By NADIA MARIA SMITH
CS&T Staff Writer

PHILADELPHIA ─ Several priests in the Archdiocese of Philadelphia are hitting the books to learn Spanish. {{more}}

Some stay local, others travel abroad, but they all do it to better serve the Hispanic Catholic community.

“The community is growing every day,” said Father Vincent Tung The Pham, a parochial vicar at Holy Innocents Parish in Philadelphia. “I need to learn Spanish so I can serve them well, especially the youth.”

Father Vincent, a native of Vietnam, left his home country as a refugee when the communists took over South Vietnam. He spent some time in Thailand in a refugee camp before arriving in Philadelphia, where he was accepted into St. Charles Borromeo Seminary. He was ordained in 1985 and it is the second time he has served at Holy Innocents catering to the Vietnamese community in the Juniata Park section of Philadelphia.

However, with the increasing number of registered Latino families in his parish, Father Vincent wanted to learn a third language to be able to offer the Mass.

He vacationed in the Dominican Republic with the relatives of one of his parishioners in order to learn to celebrate the Mass in Spanish. One of the family members helped him write his homilies and coached him on his pronunciation. By the end of his stay there he was celebrating Mass in Spanish, and when he returned to Holy Innocents he asked his pastor, Father Thomas Higgins, if he could offer the Spanish Mass.

Father Vincent also approached Msgr. Timothy Senior, the archdiocesan vicar for clergy, and expressed his desire to learn Spanish. Msgr. Senior helped him find a six-week intensive Spanish language program in Puebla, Mexico – offered through the International Institute for Culture – and financially and spiritually assisted him so he would be able to do it.

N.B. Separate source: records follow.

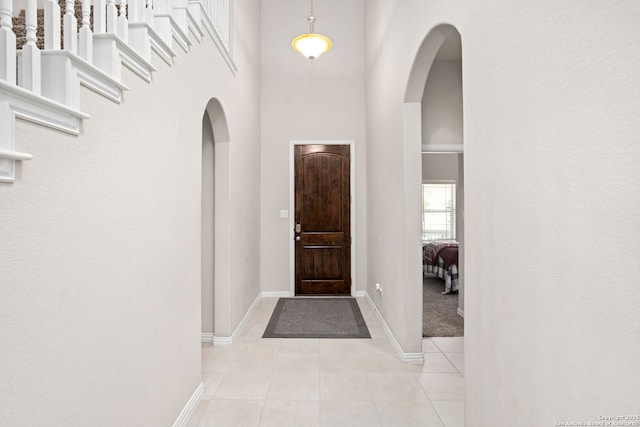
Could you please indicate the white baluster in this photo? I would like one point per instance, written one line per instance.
(99, 16)
(123, 24)
(112, 17)
(51, 25)
(70, 28)
(7, 43)
(85, 39)
(149, 12)
(29, 76)
(136, 11)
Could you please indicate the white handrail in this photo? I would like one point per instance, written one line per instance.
(14, 155)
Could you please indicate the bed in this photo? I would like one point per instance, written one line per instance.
(441, 260)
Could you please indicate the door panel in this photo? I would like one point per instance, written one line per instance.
(322, 209)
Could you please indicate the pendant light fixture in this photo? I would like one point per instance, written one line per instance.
(311, 45)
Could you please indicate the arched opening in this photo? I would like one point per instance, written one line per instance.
(215, 237)
(433, 99)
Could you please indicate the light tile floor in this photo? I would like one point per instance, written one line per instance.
(325, 382)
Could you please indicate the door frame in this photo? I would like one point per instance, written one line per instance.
(352, 213)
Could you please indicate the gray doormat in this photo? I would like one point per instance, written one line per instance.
(317, 318)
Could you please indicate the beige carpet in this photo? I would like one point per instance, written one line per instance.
(440, 312)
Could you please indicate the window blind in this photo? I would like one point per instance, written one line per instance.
(438, 211)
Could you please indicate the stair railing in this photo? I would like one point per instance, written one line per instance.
(28, 92)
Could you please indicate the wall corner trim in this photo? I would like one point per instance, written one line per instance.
(206, 337)
(413, 358)
(275, 294)
(236, 332)
(188, 409)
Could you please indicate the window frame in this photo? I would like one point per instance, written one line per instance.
(452, 211)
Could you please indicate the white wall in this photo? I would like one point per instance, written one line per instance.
(100, 246)
(440, 167)
(207, 232)
(302, 100)
(442, 105)
(551, 92)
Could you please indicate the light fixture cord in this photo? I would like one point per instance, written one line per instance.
(311, 18)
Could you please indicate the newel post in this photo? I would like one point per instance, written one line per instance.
(7, 43)
(30, 69)
(70, 28)
(123, 23)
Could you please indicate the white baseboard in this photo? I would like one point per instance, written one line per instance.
(416, 358)
(275, 294)
(188, 409)
(228, 340)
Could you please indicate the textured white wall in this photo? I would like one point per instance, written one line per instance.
(440, 167)
(100, 246)
(207, 267)
(551, 93)
(323, 100)
(442, 104)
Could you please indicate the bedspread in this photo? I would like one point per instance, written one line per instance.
(441, 260)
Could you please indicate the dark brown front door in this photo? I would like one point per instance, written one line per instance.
(322, 218)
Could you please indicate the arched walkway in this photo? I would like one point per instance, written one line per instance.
(215, 239)
(442, 40)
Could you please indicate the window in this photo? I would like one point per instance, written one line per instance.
(438, 211)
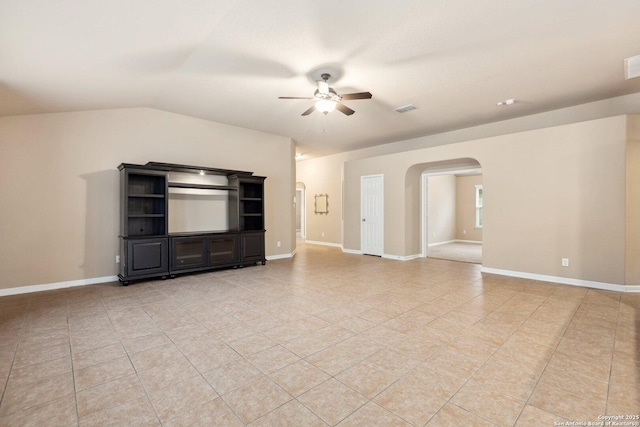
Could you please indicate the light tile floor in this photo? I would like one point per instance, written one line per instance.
(325, 338)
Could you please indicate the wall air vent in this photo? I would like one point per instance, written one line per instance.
(632, 67)
(405, 108)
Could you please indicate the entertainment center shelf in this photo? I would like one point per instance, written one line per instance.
(149, 250)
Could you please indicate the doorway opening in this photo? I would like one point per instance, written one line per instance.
(452, 221)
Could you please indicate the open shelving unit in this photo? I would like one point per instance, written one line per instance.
(149, 250)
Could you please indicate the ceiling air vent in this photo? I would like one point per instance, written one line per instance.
(632, 67)
(405, 108)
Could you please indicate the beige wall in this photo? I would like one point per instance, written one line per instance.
(466, 208)
(59, 184)
(441, 216)
(323, 176)
(549, 194)
(327, 172)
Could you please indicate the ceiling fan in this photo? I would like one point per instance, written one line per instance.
(327, 99)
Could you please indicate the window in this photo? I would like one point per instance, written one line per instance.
(478, 206)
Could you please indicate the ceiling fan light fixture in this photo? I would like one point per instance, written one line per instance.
(326, 106)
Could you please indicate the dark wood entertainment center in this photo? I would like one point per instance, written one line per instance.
(149, 250)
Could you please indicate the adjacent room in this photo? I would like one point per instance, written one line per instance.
(302, 213)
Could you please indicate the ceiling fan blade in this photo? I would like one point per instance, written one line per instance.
(309, 111)
(359, 95)
(344, 109)
(323, 87)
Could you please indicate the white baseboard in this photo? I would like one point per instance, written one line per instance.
(454, 241)
(315, 242)
(280, 256)
(58, 285)
(402, 258)
(563, 280)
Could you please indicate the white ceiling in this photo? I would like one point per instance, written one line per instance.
(228, 61)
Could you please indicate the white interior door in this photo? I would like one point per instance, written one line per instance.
(372, 214)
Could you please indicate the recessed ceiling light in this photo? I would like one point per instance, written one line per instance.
(405, 108)
(632, 67)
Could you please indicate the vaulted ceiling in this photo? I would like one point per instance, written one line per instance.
(229, 61)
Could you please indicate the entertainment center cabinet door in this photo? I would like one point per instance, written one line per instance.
(146, 257)
(223, 250)
(253, 247)
(188, 253)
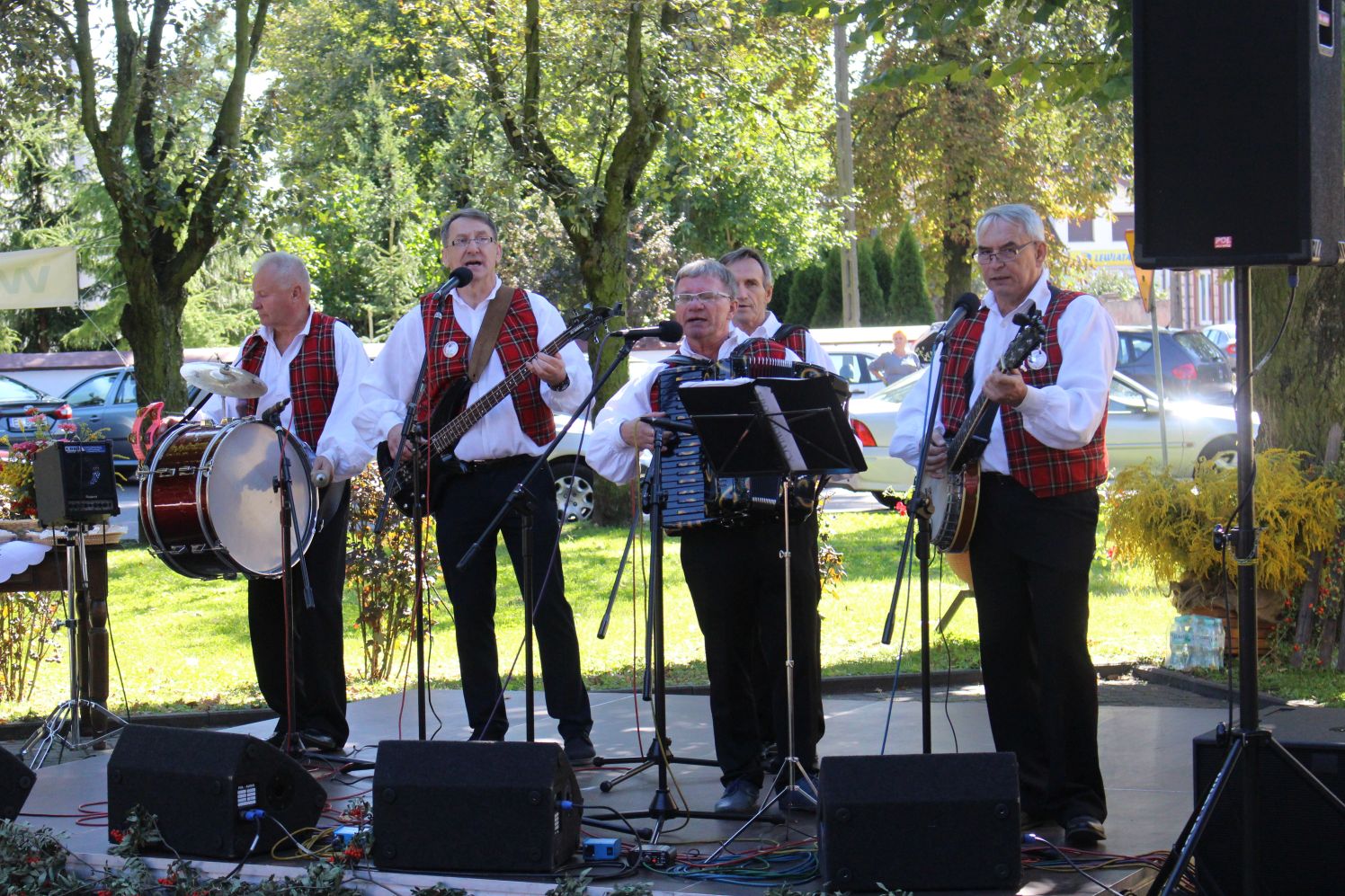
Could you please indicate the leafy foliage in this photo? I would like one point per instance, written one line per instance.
(1166, 524)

The program offered small classes pairing students at the same language level. Students also were immersed in the culture and visited historical sites in and around Puebla and visited Cholula, Mexico City, and the Shrine of Our Lady of Guadalupe.

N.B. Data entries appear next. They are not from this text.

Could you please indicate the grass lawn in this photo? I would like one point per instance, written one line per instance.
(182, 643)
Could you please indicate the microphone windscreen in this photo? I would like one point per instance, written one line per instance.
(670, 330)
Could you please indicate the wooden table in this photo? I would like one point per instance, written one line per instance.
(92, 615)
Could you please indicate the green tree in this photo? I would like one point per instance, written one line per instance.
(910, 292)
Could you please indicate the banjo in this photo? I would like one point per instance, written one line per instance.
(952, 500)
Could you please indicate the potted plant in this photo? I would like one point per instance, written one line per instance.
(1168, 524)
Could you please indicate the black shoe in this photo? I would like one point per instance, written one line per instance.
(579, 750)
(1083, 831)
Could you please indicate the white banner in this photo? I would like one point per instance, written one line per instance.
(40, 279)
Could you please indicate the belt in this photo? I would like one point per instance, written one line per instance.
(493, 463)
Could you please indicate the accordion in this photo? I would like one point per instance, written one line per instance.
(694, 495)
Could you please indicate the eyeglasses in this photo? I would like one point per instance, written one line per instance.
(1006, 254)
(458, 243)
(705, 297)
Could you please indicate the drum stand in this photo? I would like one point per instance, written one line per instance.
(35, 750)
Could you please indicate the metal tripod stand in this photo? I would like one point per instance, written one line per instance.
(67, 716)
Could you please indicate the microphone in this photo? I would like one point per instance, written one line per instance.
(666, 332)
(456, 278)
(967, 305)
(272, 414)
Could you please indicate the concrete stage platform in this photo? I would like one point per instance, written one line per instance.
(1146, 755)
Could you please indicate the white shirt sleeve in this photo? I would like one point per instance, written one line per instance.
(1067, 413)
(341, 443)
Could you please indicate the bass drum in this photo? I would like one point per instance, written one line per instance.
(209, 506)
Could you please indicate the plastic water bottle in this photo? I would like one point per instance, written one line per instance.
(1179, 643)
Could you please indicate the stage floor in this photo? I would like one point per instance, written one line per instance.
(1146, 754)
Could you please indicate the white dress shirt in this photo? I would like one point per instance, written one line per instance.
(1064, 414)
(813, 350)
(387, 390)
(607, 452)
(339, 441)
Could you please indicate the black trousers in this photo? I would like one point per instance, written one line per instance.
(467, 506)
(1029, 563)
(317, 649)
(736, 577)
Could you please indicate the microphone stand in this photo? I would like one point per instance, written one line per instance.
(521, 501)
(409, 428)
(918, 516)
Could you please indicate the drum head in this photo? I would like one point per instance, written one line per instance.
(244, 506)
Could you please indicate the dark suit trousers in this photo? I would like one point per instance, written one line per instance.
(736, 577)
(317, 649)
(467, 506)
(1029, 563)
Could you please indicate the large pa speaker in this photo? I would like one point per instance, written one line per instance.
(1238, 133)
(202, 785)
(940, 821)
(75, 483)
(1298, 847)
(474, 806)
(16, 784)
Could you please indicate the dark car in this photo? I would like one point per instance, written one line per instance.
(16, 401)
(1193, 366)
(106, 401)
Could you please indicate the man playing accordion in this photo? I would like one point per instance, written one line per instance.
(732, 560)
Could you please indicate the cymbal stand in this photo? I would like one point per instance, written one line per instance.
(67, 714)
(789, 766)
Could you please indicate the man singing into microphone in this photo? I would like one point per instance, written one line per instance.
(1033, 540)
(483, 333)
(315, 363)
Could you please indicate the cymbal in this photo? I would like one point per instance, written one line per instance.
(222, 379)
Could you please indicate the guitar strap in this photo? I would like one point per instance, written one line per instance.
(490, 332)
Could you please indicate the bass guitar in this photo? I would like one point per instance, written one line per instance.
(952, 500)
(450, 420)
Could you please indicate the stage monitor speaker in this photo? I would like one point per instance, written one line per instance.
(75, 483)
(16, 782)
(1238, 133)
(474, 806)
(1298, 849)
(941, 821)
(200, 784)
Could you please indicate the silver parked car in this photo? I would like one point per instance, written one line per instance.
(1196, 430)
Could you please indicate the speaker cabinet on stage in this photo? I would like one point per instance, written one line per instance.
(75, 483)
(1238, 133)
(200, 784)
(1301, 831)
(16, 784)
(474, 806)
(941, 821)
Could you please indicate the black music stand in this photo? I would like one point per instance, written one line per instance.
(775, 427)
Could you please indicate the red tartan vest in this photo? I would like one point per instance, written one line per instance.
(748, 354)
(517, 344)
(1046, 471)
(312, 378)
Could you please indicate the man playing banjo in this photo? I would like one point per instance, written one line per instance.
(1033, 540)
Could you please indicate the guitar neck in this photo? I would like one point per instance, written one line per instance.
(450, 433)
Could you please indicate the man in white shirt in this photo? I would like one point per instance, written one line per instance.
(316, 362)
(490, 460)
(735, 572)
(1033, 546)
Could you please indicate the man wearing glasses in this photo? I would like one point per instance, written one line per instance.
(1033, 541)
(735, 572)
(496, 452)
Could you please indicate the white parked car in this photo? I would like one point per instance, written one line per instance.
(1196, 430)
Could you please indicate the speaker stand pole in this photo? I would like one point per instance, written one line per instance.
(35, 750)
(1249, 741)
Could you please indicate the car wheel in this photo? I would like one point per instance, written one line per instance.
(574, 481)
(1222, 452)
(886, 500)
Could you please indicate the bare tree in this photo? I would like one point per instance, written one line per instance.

He recently returned from Mexico completing the third level of a five- level course and says he absolutely loves the school, the teacher, the language and the culture, and is indebted to Msgr. Senior and Father Higgins for the experience.

He hopes to finish the last two levels so he is completely fluent in the language, he said.

Holy Innocents is a multicultural parish with a mix of Caucasians, African-Americans, Vietnamese, and Filipinos, explained Father Higgins, who is also learning Spanish, but “about 40 percent of the parish is now Hispanic,” he said.

In 2004 Father Higgins, along with Vincentian priests and sisters, began reaching out to the Hispanic community within the parish boundaries and inviting them to the Spanish Mass he was celebrating at the parish. Soon he was doing baptisms, weddings, and funerals too, and the Spanish he had learned at the Maryknoll Language Institute in Bolivia was helping him get by.

However, Father Higgins realized that it wasn’t enough. He wasn’t comfortable hearing confessions in Spanish and couldn’t comfort the sick or dying as he would like, so he returned to Cochabamba, Bolivia this summer for another month of one-on-one intensive language classes at the institute. There he lived with a Bolivian family sharing meals with them and practicing his Spanish.

Msgr. Hugh Shields had recommended the program to Father Higgins, describing it as “the Harvard of Spanish-language schools,” Father Higgins said.

Father Christopher Redcay, the pastor of Our Lady of Ransom Parish in Philadelphia, stayed local and attended the week-long intensive Spanish course at the Catholic Institute for Evangelization.

Approximately 15 percent of his parish consists of Latinos although Father Redcay is aware that there are more Spanish-speaking immigrants within his parish boundaries who aren’t attending his Masses. He hopes by learning Spanish he will be able to “meet the needs of the Spanish people in our area,” he said.

He spent four hours at the Institute from Monday through Friday with 10 other students. The day was a mix of conversational ice breakers, Spanish vocabulary bingo and classroom lessons.

“It was a great experience and the teacher was phenomenal,” Father Redcay said.

By Sunday of that week, he had a few of his Spanish-speaking parishioners ask him how the course went, and tested him a little.

“I was able to respond and they were so excited and appreciative that I was able to say something to them in Spanish,” Father Redcay said.

He hopes eventually to be comfortable enough with the language to make home visits, bring the Eucharist to the Spanish-speaking home-bound and hear confessions in Spanish.